A critical remote code execution vulnerability has been identified in the H2O.ai H2O-3 platform, designated as CVE-2025-6544. This flaw allows an unauthenticated attacker to take complete control of affected systems by sending a specially crafted data request, potentially leading to data theft, system compromise, or service disruption. Due to its critical severity (CVSS 9.8) and ease of exploitation, immediate remediation is required.

The vulnerability is a result of insecure deserialization of user-supplied data. The H2O-3 application fails to properly validate data it receives before processing it, allowing an attacker to send a malicious serialized object. When the application deserializes this object, it can trigger unintended actions, such as reading sensitive files from the server's file system or executing arbitrary commands with the permissions of the H2O-3 service account.

This vulnerability is rated as critical severity with a CVSS score of 9.8, indicating a high risk to the organization. Successful exploitation could lead to a complete compromise of the affected server, granting the attacker full control over the system's confidentiality, integrity, and availability. Potential consequences include exfiltration of sensitive business or customer data, deployment of ransomware, manipulation of critical data processed by the platform, and using the compromised system as a pivot point to attack other internal network resources.

Immediate Action: Immediately update all instances of h2oai/h2o-3 to a version later than 3.46.0.8 as recommended by the vendor. After patching, review system and application access logs for any signs of compromise or unusual activity preceding the update.

Proactive Monitoring: Monitor network traffic to and from affected servers for unusual patterns or payloads, which may indicate exploitation attempts. System administrators should look for unexpected process executions (e.g., shells, command interpreters) spawned by the H2O-3 service. Application logs should be monitored for deserialization errors or anomalous serialized data strings.
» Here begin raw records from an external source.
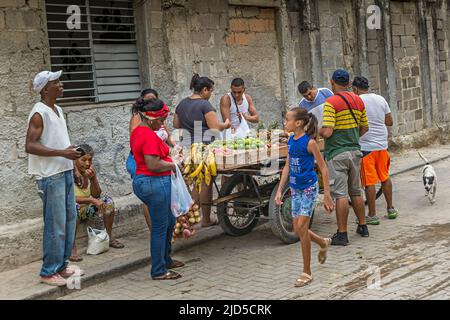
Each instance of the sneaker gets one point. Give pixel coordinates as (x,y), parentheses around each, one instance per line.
(54,280)
(363,230)
(374,221)
(339,239)
(392,213)
(70,271)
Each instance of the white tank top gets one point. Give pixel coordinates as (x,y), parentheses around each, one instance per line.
(54,136)
(243,108)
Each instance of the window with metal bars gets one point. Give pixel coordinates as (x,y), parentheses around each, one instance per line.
(99,60)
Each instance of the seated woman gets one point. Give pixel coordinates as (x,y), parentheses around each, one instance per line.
(89,199)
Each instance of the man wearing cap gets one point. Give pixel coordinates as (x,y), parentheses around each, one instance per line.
(344,122)
(313,99)
(376,160)
(51,161)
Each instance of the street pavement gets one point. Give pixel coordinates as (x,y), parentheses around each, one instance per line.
(406,258)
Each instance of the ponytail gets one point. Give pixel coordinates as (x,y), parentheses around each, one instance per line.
(137,105)
(198,83)
(309,121)
(312,126)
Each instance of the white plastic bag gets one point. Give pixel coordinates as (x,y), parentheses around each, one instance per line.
(241,132)
(180,199)
(98,241)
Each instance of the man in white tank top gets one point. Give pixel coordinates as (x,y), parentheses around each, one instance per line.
(237,105)
(50,161)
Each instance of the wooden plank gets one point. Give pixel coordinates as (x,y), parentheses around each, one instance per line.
(118,80)
(118,96)
(116,65)
(118,88)
(115,48)
(256,3)
(115,56)
(117,73)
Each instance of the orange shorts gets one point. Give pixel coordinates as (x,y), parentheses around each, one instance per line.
(375,167)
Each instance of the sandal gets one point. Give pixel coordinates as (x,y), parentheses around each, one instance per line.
(212,223)
(322,256)
(175,264)
(75,258)
(169,275)
(303,280)
(116,244)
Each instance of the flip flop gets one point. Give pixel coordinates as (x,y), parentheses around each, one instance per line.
(175,264)
(75,258)
(322,256)
(213,223)
(169,275)
(303,280)
(116,244)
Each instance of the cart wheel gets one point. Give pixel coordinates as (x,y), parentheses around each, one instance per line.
(281,216)
(234,219)
(363,193)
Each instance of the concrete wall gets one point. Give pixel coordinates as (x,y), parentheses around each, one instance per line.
(272,44)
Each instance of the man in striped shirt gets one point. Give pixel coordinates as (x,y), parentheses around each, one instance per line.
(344,122)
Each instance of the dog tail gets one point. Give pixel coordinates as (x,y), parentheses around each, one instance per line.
(423,158)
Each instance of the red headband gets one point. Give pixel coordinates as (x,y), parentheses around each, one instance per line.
(157,114)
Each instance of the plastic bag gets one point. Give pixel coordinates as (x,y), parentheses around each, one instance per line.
(180,199)
(98,241)
(241,132)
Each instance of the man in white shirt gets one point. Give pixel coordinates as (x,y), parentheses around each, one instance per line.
(50,161)
(313,99)
(374,144)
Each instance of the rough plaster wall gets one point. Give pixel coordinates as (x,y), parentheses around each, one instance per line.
(443,44)
(23,51)
(406,58)
(338,37)
(252,53)
(375,54)
(299,29)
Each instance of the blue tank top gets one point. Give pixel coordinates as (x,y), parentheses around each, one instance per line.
(301,166)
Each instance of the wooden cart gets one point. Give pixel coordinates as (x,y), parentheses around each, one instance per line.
(242,201)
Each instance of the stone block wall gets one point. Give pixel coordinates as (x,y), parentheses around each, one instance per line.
(23,52)
(405,39)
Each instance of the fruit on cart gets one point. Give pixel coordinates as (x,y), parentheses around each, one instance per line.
(184,226)
(200,166)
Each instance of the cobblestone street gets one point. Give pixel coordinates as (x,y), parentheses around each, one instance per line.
(411,252)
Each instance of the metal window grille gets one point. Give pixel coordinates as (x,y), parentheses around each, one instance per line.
(99,60)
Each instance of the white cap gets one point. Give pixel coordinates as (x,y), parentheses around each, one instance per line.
(42,78)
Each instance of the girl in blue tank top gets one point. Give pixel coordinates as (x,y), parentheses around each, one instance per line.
(299,168)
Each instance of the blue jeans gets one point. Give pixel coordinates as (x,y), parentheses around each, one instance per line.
(155,193)
(60,216)
(131,165)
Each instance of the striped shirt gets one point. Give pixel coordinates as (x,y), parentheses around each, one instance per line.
(337,116)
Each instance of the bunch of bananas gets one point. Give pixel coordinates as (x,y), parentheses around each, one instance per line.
(200,165)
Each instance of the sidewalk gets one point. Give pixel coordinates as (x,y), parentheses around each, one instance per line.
(23,282)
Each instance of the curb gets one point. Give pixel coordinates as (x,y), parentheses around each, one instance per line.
(142,260)
(419,165)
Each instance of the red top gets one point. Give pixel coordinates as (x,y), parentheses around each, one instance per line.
(144,141)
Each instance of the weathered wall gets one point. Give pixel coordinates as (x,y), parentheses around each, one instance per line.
(273,45)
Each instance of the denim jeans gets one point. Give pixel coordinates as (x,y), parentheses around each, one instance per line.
(131,165)
(155,193)
(60,216)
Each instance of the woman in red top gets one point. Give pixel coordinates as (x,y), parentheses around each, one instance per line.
(152,185)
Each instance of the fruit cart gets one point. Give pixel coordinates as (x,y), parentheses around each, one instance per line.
(242,201)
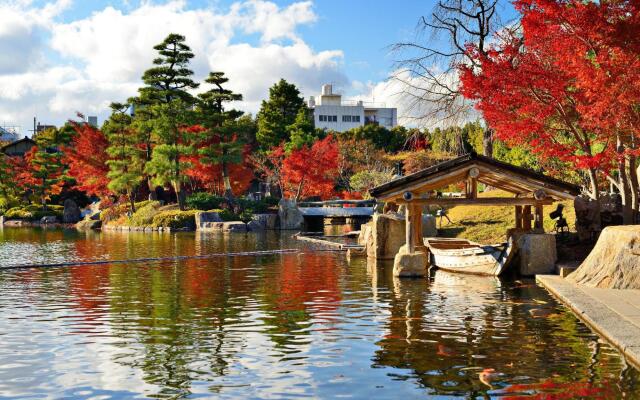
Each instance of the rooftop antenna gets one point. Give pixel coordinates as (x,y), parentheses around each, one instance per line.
(34,128)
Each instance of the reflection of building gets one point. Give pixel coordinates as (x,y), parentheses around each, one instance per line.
(8,134)
(18,147)
(331,113)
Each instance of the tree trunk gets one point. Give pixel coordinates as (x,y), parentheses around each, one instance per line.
(132,201)
(487,142)
(624,184)
(635,187)
(180,195)
(593,183)
(228,192)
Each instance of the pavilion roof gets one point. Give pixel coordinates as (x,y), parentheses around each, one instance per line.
(522,182)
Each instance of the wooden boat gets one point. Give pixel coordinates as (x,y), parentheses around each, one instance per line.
(464,256)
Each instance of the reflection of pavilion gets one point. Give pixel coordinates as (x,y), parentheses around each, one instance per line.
(443,333)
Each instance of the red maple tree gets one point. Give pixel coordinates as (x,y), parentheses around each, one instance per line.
(87,157)
(566,86)
(311,171)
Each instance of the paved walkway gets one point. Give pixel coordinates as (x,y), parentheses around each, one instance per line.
(613,313)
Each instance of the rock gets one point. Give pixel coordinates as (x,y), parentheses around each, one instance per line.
(290,216)
(231,227)
(407,264)
(614,261)
(49,219)
(429,228)
(234,227)
(88,224)
(365,231)
(264,222)
(537,253)
(71,214)
(385,236)
(205,219)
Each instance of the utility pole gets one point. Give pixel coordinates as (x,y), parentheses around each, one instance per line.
(34,128)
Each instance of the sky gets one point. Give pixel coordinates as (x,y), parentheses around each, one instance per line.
(59,57)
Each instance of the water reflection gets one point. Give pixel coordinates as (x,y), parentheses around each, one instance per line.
(306,324)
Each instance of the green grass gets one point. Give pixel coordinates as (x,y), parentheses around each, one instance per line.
(489,224)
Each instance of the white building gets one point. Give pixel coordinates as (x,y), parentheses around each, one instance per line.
(8,134)
(331,113)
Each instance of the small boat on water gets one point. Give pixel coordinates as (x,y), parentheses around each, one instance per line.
(464,256)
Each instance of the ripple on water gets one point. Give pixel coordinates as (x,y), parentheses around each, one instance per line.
(306,325)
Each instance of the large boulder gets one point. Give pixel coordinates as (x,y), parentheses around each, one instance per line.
(429,228)
(88,224)
(614,262)
(407,264)
(206,219)
(71,214)
(385,235)
(49,219)
(262,222)
(290,216)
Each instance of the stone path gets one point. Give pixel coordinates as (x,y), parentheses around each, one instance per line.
(613,313)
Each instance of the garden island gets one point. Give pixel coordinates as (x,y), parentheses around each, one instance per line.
(239,220)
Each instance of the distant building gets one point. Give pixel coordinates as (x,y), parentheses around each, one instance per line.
(331,113)
(8,134)
(18,148)
(41,128)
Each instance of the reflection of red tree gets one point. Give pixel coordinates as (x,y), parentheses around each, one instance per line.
(88,283)
(312,279)
(550,390)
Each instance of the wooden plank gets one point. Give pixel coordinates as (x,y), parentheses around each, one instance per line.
(539,217)
(518,217)
(529,183)
(480,201)
(526,218)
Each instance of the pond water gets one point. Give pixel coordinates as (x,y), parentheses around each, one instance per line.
(310,324)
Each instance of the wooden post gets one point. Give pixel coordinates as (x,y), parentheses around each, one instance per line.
(416,215)
(526,218)
(539,224)
(518,217)
(409,228)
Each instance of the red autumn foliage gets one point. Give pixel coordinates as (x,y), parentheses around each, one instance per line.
(209,176)
(38,175)
(311,171)
(568,86)
(86,158)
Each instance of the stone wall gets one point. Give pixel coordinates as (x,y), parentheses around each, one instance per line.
(614,262)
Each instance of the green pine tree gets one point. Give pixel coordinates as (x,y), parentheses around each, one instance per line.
(126,161)
(221,137)
(278,113)
(166,97)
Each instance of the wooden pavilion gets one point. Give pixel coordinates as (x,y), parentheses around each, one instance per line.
(531,191)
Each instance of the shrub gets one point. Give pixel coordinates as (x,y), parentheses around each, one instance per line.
(175,219)
(204,201)
(34,212)
(119,210)
(144,215)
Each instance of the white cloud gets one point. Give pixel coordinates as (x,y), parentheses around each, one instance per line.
(82,65)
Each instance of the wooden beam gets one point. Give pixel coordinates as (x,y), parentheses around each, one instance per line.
(518,217)
(539,224)
(480,201)
(526,218)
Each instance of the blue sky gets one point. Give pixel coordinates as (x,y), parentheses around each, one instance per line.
(80,55)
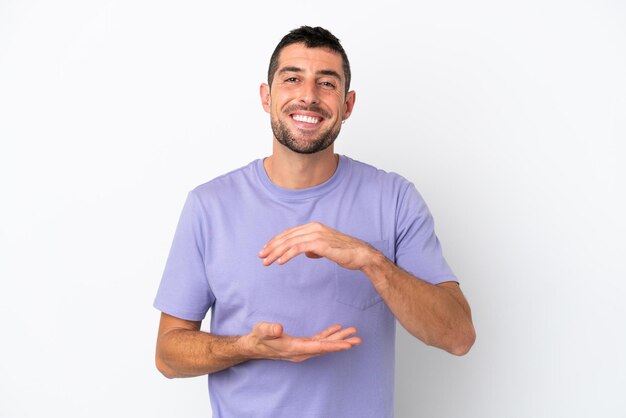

Compensating Controls: If immediate patching is not feasible, restrict network access to the H2O-3 application interface to only trusted IP addresses and internal networks using a firewall or Web Application Firewall (WAF). Run the H2O-3 service with the lowest possible user privileges to limit the potential impact of code execution.

Public Exploit Available: true

This vulnerability represents a critical and immediate threat to the organization. Due to the public availability of exploit code and the high CVSS score of 9.8, all affected h2oai/h2o-3 instances must be patched immediately. This vulnerability should be treated with the highest priority. If patching cannot be performed right away, the recommended compensating controls must be implemented as a temporary measure, and a plan for patching must be expedited.